Of Iona’s political fortunes the story is brief, the most interesting point to an American being that, when oppression and the severe conditions made life here undesirable or scarcely possible, the people emigrated. From the hardy race, inhabiting this and other of the Western Isles, the United States received a noble contingent, to enrich its grand composite of humanity.
We spent some time in the cemetery called “the Burial Place of Kings,” which is reputed to contain the dust of forty-eight Scottish, four Irish, and eight Danish and Norwegian monarchs, besides many monumental stones. The number of crosses set up on Iona was nearly equal to that of the days of the year. These were standing, up to Reformation times, when most of them were thrown into the sea by order of the Synod of Argyl. Yet a few still remain. The finest are the Maclean’s cross and St. Martin’s cross, both being almost perfect in form, despite centuries of weathering. Both are richly carved with runic inscriptions, emblematic devices, and fanciful scroll-work.

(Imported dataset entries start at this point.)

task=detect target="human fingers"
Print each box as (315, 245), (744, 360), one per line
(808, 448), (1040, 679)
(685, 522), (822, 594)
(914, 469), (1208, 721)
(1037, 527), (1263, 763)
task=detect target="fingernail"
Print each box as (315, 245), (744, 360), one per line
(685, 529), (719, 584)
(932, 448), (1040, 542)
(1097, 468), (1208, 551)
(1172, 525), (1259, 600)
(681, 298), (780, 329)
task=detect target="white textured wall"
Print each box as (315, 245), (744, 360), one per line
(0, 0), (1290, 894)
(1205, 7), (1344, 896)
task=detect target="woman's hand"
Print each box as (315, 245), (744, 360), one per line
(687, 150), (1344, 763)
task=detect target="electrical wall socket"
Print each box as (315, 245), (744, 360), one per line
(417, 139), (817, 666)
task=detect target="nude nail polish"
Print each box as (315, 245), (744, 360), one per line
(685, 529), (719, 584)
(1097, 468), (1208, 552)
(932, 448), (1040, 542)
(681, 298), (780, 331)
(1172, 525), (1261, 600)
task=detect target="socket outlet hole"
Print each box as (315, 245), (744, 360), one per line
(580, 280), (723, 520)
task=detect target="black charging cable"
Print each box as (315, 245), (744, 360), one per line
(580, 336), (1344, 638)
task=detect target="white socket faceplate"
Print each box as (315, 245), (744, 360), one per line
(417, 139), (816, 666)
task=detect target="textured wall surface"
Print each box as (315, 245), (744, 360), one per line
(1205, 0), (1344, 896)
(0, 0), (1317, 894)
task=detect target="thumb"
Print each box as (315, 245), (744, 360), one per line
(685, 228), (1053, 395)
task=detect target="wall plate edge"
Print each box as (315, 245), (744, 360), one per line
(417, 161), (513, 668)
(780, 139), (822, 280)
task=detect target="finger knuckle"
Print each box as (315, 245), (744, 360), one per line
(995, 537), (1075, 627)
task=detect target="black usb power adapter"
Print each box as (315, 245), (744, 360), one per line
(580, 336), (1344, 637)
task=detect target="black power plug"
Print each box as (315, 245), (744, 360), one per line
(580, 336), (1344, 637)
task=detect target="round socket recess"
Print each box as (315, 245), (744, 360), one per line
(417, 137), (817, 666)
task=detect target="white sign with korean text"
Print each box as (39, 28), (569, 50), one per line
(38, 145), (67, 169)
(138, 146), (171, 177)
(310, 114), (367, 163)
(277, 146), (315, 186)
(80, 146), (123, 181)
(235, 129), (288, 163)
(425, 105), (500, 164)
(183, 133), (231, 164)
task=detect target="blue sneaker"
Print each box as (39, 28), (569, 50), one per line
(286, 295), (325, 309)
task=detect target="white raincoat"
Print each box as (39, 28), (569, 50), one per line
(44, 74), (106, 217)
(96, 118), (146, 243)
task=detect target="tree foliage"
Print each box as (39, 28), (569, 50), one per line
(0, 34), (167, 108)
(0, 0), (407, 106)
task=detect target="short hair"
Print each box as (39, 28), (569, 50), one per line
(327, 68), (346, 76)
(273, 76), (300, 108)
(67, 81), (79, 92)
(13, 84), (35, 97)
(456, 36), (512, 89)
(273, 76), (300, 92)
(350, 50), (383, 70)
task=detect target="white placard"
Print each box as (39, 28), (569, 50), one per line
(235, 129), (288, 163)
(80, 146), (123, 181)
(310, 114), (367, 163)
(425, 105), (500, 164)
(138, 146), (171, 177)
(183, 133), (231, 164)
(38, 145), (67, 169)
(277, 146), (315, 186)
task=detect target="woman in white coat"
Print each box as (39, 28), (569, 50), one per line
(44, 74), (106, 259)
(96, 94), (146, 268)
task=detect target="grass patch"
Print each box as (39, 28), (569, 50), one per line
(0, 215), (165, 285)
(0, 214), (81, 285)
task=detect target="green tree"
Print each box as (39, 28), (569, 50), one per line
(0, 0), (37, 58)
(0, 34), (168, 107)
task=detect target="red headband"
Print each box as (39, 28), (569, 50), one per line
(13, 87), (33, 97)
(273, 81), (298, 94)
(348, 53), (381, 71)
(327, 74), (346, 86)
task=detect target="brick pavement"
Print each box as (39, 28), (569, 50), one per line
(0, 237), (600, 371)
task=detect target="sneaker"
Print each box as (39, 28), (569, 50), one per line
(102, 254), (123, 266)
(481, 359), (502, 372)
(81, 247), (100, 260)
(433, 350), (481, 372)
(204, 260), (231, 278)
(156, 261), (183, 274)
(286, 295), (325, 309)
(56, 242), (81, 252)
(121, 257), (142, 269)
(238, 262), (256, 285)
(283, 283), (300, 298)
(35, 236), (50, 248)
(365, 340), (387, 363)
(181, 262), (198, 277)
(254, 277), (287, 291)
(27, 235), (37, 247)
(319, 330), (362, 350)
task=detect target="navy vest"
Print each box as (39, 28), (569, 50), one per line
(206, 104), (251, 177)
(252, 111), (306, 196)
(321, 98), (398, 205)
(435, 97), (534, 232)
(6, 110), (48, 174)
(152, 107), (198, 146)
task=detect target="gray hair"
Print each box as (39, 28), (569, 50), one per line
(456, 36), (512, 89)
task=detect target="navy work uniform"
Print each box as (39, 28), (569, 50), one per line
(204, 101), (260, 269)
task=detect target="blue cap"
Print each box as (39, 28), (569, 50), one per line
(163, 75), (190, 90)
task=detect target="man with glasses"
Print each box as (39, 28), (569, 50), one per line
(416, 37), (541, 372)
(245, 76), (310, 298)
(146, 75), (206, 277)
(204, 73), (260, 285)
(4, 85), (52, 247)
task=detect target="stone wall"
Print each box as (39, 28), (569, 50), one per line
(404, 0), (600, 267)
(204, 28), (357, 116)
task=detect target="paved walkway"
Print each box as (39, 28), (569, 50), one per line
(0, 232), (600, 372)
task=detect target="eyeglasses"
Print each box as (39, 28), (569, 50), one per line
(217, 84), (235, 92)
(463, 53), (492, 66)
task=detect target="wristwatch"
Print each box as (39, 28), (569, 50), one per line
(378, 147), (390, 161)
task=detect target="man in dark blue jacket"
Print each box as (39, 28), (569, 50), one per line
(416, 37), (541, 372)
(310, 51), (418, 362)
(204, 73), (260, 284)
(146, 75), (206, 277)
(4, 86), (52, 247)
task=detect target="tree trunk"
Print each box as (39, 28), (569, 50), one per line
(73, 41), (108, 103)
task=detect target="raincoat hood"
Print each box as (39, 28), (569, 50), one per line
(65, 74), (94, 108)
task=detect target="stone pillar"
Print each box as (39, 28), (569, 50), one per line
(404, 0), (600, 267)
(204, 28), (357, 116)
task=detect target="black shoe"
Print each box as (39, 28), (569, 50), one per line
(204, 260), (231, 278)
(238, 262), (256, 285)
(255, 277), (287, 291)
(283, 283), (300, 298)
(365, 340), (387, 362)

It was certainly a brain stimulant and a heart-warmer to ramble among these ruins. Imagination re-created the scenes in those ancient days when the light of the gospel was brought by a saintly man filled with the spirit of Jesus. We realized, in measure at least, how great was his work and how far-reaching was his influence in winning men to Christ, before Latin and Germanic disputes for mastery had divided the Christian Church. Columba’s coming quickly changed the landscape of pagan Scotland. First in the cities and then in almost every village, the cross, symbol of the sacrificial death of Him who came to give life more abundantly, arose, first in wood and then in enduring stone. The savage people, whose passions and appetites had so closely allied them to the brutes, were transformed and uplifted.

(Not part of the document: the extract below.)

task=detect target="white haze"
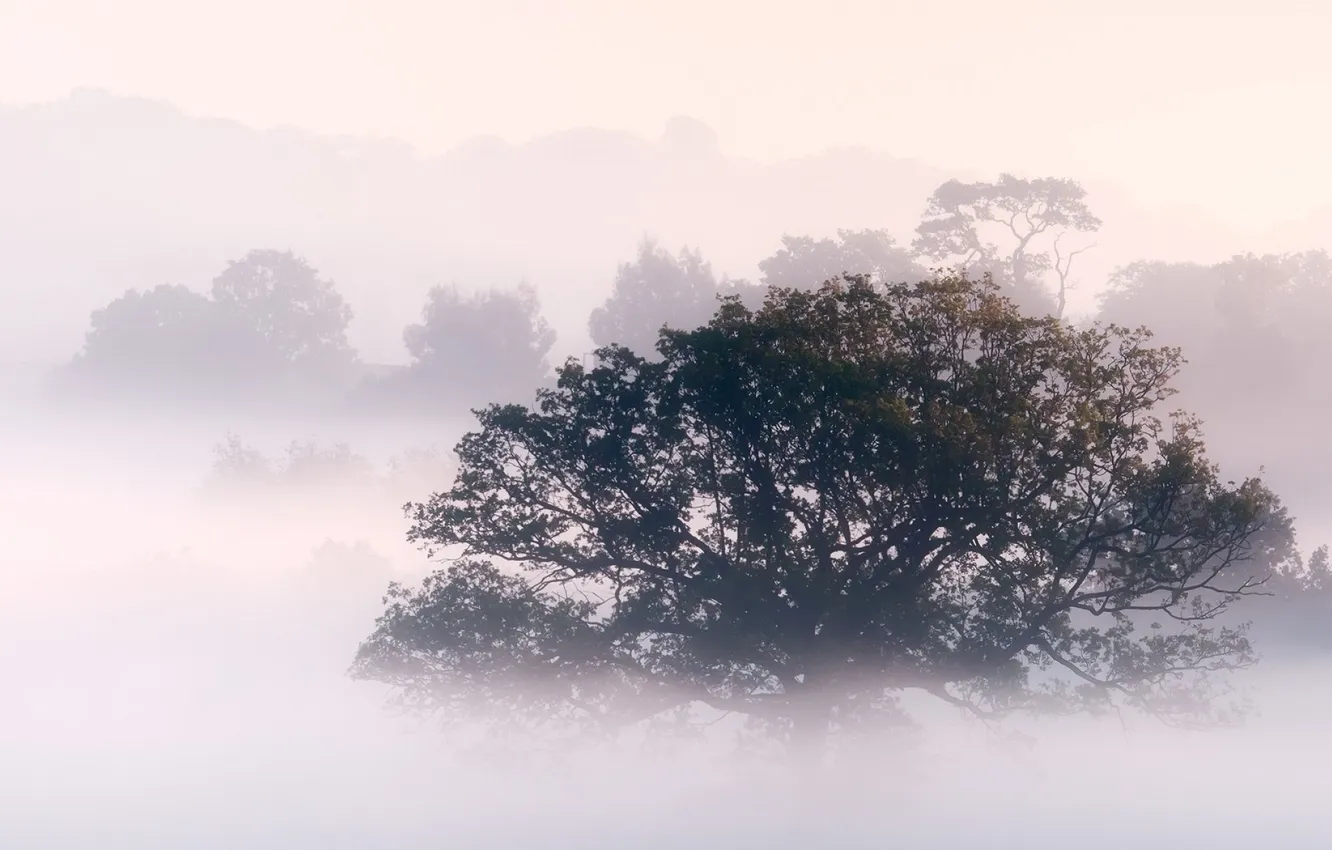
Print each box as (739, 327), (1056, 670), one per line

In time the children of the first hearers of the gospel message were converted, not only outwardly to the acceptance of creeds,—which in their scholastic form they could not at first understand,—not only to symbols, which are ever but the shadows of eternal truths, but were inwardly transformed in the renewing of their minds. Gradually they became so changed in heart and life that we, after having seen Christianity in very many of its varied ethnic forms, and met its exemplars in lands not a few, cannot but feel that in the home, the school, and the church, there is no land on earth in which Christianity is more genuine than in Scotland. Between Columba’s homilies and “The Cotter’s Saturday Night” long centuries were to pass slowly away. Nothing in literature, or art, or history, or statistics, furnishes so true a picture of the leavening of a whole nation, or illustrates more finely the truth that among believers, even the common people may be “kings and priests unto God,” than this poem of Burns. It is a revelation of “Old Scotia’s grandeur.”